Cette méthode a fonctionné et a été reproduite jusqu’à Édouard Philippe, sous le premier quinquennat d’Emmanuel Macron. Ses successeurs se sont désintéressés du processus, et sa prise en main par le ministère de l’intérieur a empêché que se mette en place un cercle vertueux permettant l’émergence d’un consensus. (...)

Le pouvoir a fauté en abandonnant la prise en charge directe par Matignon, mais aussi en reniant l’accord de Nouméa lui-même avec son projet actuel de loi constitutionnelle. Le cinquième point de l’accord de Nouméa est en effet très clair : la situation institutionnelle ne pourra évoluer que dans le cadre d’un accord d’ensemble sur le nouveau statut de la Nouvelle-Calédonie, à l’issue des étapes référendaires. Avec cette réforme partielle, l’État ne respecte plus sa propre parole, contrairement à ce qu’il avait fait par-delà toutes les alternances jusqu’ici. (...)

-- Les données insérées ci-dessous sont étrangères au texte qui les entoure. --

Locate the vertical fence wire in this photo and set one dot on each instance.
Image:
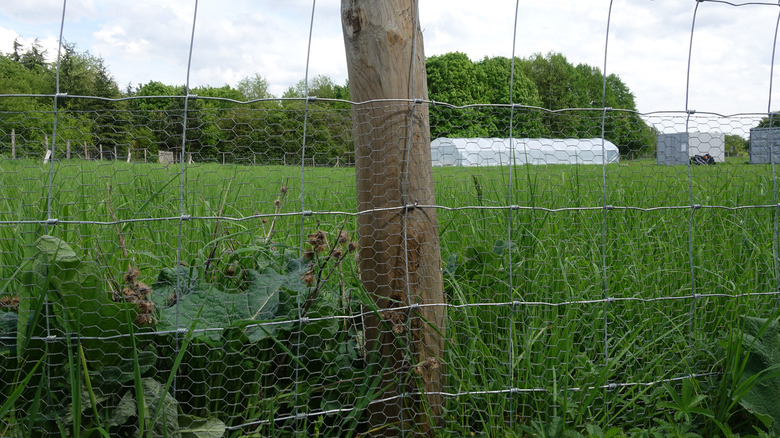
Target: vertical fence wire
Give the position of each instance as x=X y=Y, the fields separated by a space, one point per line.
x=183 y=186
x=50 y=188
x=604 y=231
x=691 y=256
x=300 y=299
x=513 y=402
x=772 y=152
x=405 y=201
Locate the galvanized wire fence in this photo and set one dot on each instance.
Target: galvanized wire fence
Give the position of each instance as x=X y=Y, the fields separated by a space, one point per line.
x=190 y=265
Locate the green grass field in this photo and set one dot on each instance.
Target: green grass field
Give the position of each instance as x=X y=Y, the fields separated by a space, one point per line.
x=608 y=305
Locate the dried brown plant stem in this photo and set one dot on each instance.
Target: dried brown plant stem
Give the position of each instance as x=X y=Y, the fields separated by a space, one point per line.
x=110 y=206
x=278 y=205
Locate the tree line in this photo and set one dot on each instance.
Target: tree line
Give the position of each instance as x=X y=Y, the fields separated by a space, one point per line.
x=246 y=120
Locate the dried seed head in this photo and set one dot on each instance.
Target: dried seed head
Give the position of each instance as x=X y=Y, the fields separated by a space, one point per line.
x=145 y=307
x=143 y=319
x=131 y=275
x=318 y=239
x=308 y=278
x=9 y=302
x=142 y=290
x=130 y=294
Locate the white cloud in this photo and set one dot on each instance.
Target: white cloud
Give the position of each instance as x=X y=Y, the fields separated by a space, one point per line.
x=144 y=40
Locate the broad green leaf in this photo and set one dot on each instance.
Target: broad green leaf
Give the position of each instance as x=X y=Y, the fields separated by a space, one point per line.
x=194 y=427
x=168 y=421
x=260 y=301
x=761 y=339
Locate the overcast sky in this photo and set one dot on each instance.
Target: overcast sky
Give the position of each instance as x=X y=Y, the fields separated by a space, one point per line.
x=143 y=40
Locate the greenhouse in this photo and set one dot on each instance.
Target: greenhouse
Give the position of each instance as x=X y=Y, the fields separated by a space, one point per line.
x=502 y=151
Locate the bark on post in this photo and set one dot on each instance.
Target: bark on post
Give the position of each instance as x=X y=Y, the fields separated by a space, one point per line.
x=400 y=260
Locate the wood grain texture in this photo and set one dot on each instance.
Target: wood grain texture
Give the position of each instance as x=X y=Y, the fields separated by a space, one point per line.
x=400 y=258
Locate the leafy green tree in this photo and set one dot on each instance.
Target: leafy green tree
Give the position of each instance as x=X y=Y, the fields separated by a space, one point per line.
x=455 y=80
x=160 y=108
x=328 y=132
x=254 y=87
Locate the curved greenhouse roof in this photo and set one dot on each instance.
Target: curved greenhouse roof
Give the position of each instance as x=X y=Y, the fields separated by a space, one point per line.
x=499 y=151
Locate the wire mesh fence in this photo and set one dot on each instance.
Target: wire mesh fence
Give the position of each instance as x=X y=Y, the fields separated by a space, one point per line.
x=193 y=266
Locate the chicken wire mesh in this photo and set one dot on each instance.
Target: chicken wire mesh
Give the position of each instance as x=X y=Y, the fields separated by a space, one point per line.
x=186 y=265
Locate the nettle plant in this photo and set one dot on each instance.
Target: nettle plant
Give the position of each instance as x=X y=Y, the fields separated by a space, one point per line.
x=242 y=334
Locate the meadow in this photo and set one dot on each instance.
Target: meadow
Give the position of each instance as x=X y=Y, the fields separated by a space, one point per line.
x=566 y=319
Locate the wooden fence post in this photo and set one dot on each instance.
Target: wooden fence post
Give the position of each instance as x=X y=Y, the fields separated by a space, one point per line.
x=399 y=255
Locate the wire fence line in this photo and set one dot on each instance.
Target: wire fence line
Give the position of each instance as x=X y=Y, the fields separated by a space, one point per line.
x=565 y=287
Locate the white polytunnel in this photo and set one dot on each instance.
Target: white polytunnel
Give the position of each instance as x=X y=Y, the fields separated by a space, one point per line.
x=504 y=151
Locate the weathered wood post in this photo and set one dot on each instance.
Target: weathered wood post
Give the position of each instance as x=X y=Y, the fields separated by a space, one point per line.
x=400 y=259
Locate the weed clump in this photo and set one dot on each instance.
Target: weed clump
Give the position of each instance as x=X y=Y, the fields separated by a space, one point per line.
x=137 y=293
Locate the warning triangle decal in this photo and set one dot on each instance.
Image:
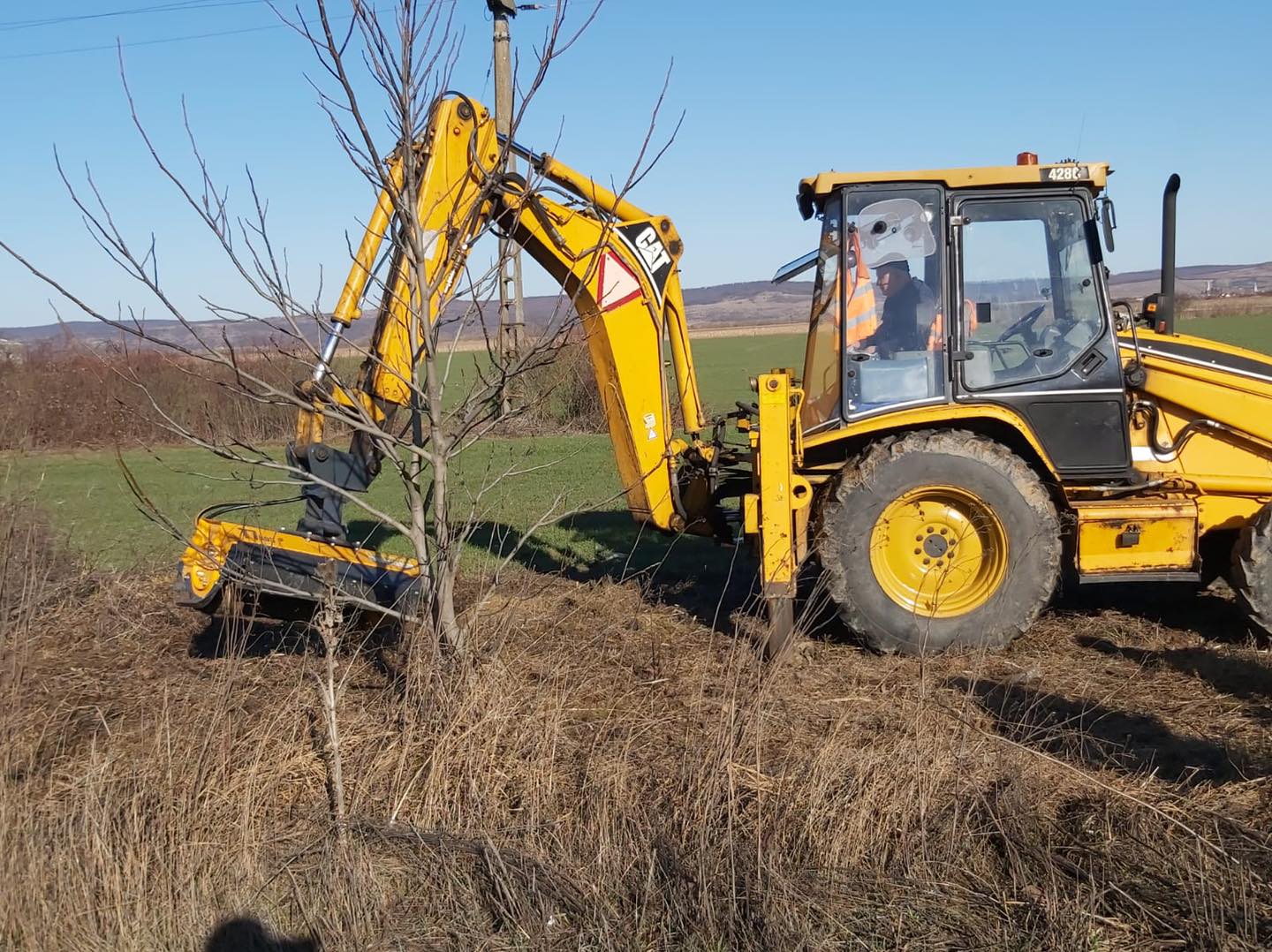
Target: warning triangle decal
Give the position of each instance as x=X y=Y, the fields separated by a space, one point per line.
x=616 y=283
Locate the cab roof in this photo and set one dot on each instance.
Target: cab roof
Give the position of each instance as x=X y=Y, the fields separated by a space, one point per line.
x=1090 y=174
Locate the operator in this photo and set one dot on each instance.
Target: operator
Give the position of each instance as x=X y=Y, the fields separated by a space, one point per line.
x=908 y=310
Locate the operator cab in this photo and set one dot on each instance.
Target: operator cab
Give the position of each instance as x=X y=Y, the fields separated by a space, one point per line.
x=968 y=286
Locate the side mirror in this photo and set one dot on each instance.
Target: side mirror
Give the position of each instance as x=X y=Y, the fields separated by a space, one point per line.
x=1108 y=222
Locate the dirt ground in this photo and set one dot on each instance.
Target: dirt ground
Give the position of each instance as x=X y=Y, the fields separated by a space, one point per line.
x=613 y=773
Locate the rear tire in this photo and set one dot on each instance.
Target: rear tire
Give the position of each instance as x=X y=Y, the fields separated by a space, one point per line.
x=939 y=539
x=1252 y=570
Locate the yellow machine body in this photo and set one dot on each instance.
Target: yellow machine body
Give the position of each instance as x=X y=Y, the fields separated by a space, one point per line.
x=1196 y=416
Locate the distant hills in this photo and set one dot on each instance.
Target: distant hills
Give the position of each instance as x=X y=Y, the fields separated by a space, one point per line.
x=742 y=304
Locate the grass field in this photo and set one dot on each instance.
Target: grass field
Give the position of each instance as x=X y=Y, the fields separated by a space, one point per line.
x=87 y=495
x=86 y=491
x=615 y=769
x=1251 y=330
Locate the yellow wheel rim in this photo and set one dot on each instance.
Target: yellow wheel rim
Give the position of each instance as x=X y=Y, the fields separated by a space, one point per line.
x=939 y=550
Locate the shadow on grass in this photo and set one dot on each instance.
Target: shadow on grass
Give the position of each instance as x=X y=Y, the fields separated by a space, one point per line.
x=694 y=573
x=247 y=934
x=1242 y=677
x=1093 y=735
x=1171 y=604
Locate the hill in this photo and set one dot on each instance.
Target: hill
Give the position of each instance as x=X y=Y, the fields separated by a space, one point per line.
x=739 y=304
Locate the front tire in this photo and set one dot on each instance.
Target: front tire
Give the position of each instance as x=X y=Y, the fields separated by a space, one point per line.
x=939 y=539
x=1252 y=570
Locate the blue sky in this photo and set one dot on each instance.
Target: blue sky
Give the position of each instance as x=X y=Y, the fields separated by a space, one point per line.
x=769 y=92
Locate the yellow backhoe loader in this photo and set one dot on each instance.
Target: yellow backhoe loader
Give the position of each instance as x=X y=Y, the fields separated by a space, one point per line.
x=974 y=416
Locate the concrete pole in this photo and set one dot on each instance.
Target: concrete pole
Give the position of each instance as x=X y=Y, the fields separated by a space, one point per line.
x=511 y=315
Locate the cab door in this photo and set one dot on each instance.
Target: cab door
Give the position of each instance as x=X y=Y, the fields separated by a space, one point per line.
x=1034 y=329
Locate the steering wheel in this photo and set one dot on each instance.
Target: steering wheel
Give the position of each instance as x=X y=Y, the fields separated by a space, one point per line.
x=1022 y=324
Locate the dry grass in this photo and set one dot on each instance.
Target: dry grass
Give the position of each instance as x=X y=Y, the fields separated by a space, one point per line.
x=63 y=398
x=57 y=397
x=613 y=774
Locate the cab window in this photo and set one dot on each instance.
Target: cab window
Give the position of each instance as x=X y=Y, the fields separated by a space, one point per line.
x=823 y=347
x=893 y=317
x=1031 y=304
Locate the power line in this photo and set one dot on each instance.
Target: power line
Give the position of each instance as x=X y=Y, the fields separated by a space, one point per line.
x=181 y=6
x=170 y=40
x=140 y=42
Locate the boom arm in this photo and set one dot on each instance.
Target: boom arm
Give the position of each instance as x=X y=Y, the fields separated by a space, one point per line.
x=617 y=265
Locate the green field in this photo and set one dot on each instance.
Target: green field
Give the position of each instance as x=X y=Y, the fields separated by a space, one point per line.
x=87 y=492
x=1251 y=330
x=87 y=495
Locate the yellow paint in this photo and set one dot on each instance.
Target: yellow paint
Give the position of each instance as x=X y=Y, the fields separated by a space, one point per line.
x=780 y=492
x=1136 y=535
x=202 y=561
x=939 y=550
x=936 y=416
x=979 y=177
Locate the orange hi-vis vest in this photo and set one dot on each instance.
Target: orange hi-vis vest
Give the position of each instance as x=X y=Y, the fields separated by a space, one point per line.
x=861 y=317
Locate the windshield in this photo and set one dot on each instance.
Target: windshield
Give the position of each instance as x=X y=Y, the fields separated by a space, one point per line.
x=822 y=356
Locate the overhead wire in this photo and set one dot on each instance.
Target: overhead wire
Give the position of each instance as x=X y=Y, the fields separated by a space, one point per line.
x=178 y=6
x=161 y=40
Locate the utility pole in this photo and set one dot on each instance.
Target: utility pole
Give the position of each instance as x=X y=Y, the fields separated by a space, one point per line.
x=511 y=315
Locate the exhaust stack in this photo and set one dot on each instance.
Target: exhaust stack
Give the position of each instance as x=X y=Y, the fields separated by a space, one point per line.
x=1167 y=298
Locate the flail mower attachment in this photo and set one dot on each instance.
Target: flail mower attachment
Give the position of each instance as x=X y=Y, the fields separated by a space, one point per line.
x=286 y=570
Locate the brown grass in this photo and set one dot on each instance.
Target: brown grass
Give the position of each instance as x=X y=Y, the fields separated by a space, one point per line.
x=618 y=775
x=58 y=398
x=64 y=398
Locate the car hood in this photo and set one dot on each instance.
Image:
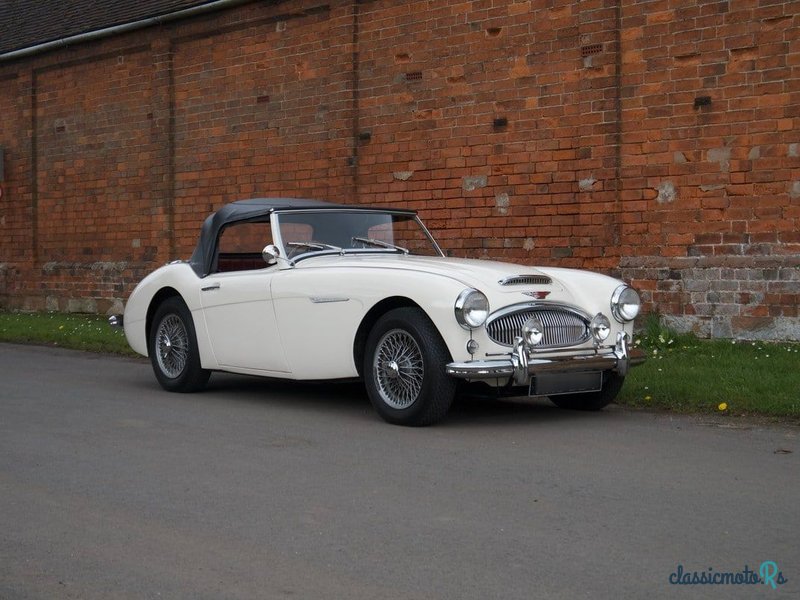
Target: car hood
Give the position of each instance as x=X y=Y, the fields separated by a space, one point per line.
x=566 y=285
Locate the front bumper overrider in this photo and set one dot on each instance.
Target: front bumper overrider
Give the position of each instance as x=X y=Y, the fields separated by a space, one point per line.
x=522 y=367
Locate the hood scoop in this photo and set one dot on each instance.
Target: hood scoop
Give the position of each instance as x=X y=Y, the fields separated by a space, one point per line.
x=526 y=280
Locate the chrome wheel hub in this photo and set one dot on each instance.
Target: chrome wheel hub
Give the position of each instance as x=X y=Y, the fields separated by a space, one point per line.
x=398 y=369
x=172 y=346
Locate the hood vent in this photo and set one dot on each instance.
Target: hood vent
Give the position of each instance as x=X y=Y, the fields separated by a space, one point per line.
x=526 y=280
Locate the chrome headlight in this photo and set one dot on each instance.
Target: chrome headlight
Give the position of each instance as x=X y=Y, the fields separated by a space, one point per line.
x=625 y=303
x=472 y=308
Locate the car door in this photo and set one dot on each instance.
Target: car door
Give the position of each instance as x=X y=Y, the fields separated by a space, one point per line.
x=237 y=303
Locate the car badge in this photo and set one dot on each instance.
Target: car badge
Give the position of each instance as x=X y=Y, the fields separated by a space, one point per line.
x=537 y=295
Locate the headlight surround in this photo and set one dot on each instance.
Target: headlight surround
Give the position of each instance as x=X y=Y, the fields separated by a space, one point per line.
x=600 y=327
x=472 y=308
x=625 y=303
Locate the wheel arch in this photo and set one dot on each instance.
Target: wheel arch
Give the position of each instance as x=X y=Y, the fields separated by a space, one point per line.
x=369 y=320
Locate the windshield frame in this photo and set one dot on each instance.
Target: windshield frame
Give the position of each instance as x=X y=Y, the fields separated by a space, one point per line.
x=279 y=242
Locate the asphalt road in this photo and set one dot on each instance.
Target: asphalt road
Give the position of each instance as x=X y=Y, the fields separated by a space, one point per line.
x=112 y=488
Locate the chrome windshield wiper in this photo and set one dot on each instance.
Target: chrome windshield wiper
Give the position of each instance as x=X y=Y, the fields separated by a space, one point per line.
x=313 y=246
x=379 y=244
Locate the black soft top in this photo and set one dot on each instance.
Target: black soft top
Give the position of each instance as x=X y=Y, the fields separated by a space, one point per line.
x=256 y=209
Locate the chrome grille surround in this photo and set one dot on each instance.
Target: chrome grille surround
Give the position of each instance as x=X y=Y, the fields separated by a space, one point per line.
x=526 y=280
x=563 y=325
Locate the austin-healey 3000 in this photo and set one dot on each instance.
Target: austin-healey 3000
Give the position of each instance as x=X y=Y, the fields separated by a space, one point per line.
x=308 y=290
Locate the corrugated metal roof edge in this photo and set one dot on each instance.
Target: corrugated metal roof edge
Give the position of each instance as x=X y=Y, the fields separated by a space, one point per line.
x=117 y=29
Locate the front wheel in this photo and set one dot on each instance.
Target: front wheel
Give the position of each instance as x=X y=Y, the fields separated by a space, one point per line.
x=612 y=384
x=404 y=369
x=173 y=348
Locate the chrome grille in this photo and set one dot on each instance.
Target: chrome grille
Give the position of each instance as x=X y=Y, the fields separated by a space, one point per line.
x=561 y=327
x=526 y=280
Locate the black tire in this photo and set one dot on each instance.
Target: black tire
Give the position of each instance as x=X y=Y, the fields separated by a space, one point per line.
x=612 y=384
x=173 y=348
x=414 y=389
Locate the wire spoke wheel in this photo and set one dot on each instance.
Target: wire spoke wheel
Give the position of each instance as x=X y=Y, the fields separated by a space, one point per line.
x=398 y=368
x=172 y=346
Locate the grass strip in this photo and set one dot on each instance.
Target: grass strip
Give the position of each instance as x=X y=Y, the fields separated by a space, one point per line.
x=67 y=330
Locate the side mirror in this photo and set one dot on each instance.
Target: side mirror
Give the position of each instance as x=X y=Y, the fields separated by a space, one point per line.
x=270 y=254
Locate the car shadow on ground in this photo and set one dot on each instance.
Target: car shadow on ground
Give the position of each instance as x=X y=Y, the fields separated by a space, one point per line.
x=349 y=399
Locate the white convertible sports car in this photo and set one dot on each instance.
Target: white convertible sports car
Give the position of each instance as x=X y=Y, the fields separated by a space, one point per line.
x=308 y=290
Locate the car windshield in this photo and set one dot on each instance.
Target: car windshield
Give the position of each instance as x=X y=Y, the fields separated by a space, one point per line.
x=358 y=231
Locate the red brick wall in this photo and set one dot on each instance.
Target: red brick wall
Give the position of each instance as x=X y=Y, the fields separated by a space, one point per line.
x=655 y=140
x=710 y=96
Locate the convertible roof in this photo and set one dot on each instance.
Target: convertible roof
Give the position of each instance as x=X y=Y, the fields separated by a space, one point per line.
x=254 y=210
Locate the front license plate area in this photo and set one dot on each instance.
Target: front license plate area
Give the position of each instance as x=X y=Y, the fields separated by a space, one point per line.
x=553 y=384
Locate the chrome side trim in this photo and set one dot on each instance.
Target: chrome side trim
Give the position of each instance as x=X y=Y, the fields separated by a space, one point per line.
x=327 y=299
x=520 y=368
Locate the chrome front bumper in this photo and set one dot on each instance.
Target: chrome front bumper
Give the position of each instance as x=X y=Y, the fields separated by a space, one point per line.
x=520 y=367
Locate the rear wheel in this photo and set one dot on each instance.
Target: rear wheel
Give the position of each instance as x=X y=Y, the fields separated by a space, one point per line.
x=173 y=348
x=404 y=369
x=612 y=384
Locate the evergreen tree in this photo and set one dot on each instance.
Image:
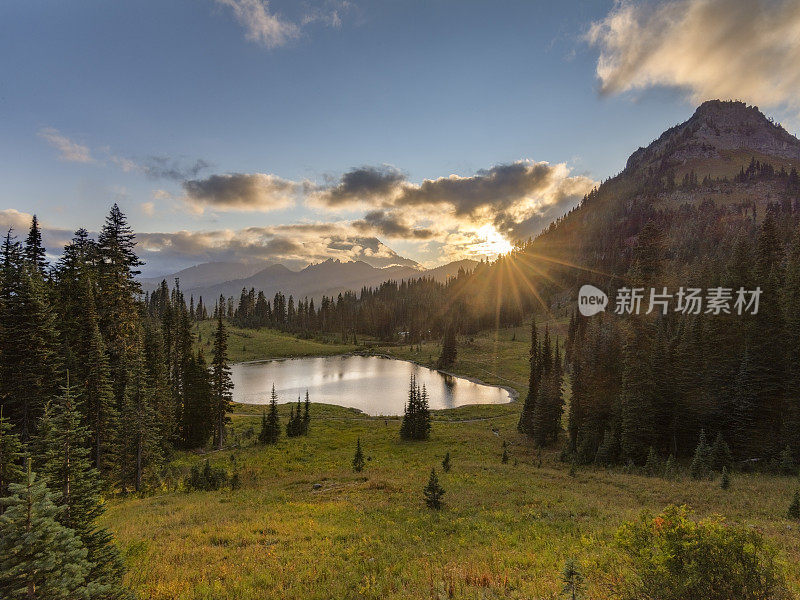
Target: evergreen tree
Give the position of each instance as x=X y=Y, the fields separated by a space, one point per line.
x=701 y=464
x=572 y=578
x=11 y=457
x=270 y=424
x=446 y=463
x=94 y=381
x=416 y=424
x=448 y=356
x=34 y=250
x=525 y=424
x=720 y=456
x=39 y=557
x=433 y=492
x=75 y=485
x=141 y=449
x=30 y=361
x=358 y=458
x=794 y=506
x=221 y=384
x=786 y=462
x=306 y=415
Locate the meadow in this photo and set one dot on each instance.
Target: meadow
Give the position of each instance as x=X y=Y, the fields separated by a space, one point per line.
x=304 y=525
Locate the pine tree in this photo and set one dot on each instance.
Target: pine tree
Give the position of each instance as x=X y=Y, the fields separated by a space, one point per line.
x=34 y=250
x=416 y=424
x=65 y=467
x=720 y=456
x=358 y=458
x=525 y=424
x=572 y=578
x=787 y=465
x=270 y=424
x=306 y=415
x=725 y=482
x=94 y=381
x=701 y=467
x=448 y=356
x=11 y=457
x=39 y=557
x=30 y=359
x=653 y=464
x=221 y=384
x=446 y=463
x=433 y=492
x=794 y=506
x=141 y=449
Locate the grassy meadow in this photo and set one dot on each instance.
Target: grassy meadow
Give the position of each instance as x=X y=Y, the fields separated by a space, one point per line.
x=304 y=525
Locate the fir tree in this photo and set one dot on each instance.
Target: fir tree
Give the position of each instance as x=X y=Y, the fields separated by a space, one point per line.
x=358 y=458
x=66 y=469
x=306 y=415
x=701 y=467
x=94 y=381
x=34 y=250
x=271 y=425
x=446 y=463
x=39 y=557
x=572 y=578
x=433 y=492
x=794 y=507
x=11 y=457
x=720 y=456
x=416 y=424
x=448 y=356
x=141 y=449
x=221 y=384
x=525 y=424
x=653 y=464
x=787 y=465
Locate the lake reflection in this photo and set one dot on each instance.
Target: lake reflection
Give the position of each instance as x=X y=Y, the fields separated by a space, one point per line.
x=375 y=385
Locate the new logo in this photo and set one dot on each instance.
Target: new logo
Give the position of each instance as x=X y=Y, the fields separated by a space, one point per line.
x=591 y=300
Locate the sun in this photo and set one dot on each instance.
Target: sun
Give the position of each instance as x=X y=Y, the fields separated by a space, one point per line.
x=491 y=242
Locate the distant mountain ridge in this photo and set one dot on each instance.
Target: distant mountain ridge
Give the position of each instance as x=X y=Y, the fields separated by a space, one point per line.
x=328 y=278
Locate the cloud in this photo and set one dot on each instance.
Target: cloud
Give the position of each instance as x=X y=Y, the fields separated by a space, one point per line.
x=293 y=245
x=165 y=167
x=68 y=150
x=241 y=192
x=391 y=225
x=364 y=185
x=518 y=199
x=744 y=49
x=261 y=25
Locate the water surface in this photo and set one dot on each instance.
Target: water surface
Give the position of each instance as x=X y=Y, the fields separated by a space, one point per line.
x=375 y=385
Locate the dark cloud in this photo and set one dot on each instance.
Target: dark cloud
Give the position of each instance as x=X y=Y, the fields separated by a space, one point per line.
x=498 y=187
x=164 y=167
x=241 y=192
x=390 y=225
x=364 y=184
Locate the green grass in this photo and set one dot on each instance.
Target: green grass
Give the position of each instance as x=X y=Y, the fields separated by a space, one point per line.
x=505 y=530
x=255 y=344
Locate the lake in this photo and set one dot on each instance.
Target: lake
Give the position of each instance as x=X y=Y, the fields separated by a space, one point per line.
x=372 y=384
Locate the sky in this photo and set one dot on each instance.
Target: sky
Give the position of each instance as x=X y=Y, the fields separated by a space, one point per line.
x=295 y=131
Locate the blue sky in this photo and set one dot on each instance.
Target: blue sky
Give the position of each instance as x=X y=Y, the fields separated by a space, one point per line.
x=265 y=106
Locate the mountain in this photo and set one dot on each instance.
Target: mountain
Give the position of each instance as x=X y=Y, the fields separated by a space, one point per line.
x=328 y=278
x=205 y=274
x=719 y=138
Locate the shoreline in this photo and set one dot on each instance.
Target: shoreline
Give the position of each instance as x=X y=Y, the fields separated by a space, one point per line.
x=513 y=394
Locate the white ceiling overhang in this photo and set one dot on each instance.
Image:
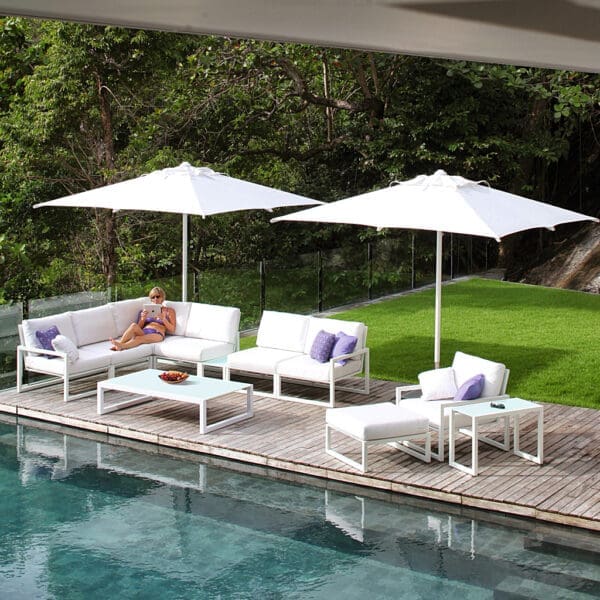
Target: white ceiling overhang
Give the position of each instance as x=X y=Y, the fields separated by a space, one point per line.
x=548 y=33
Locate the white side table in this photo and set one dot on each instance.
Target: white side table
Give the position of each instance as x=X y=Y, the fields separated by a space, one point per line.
x=483 y=412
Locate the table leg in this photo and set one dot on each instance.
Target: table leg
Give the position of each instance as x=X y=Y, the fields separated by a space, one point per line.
x=452 y=446
x=205 y=428
x=539 y=458
x=475 y=447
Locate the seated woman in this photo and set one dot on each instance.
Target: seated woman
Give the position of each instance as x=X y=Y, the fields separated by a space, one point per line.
x=148 y=330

Le gouvernement a tendance à réfléchir selon une culture du fait majoritaire. Le refus de l’indépendance n’avait obtenu qu’une faible majorité aux premier et deuxième référendums, le troisième ayant été massivement boycotté, cela ne justifiait pas de tout écraser ensuite.

Il faut prendre en compte la culture océanienne de la palabre et du consensus. Car il est possible de faire émerger des points d’équilibre. Les Kanaks ne sont pas des jusqu’au-boutistes. Simplement, il faut respecter leur culture politique. Cela passe, encore une fois, par la suspension du projet de loi et la réintégration de Matignon dans le jeu.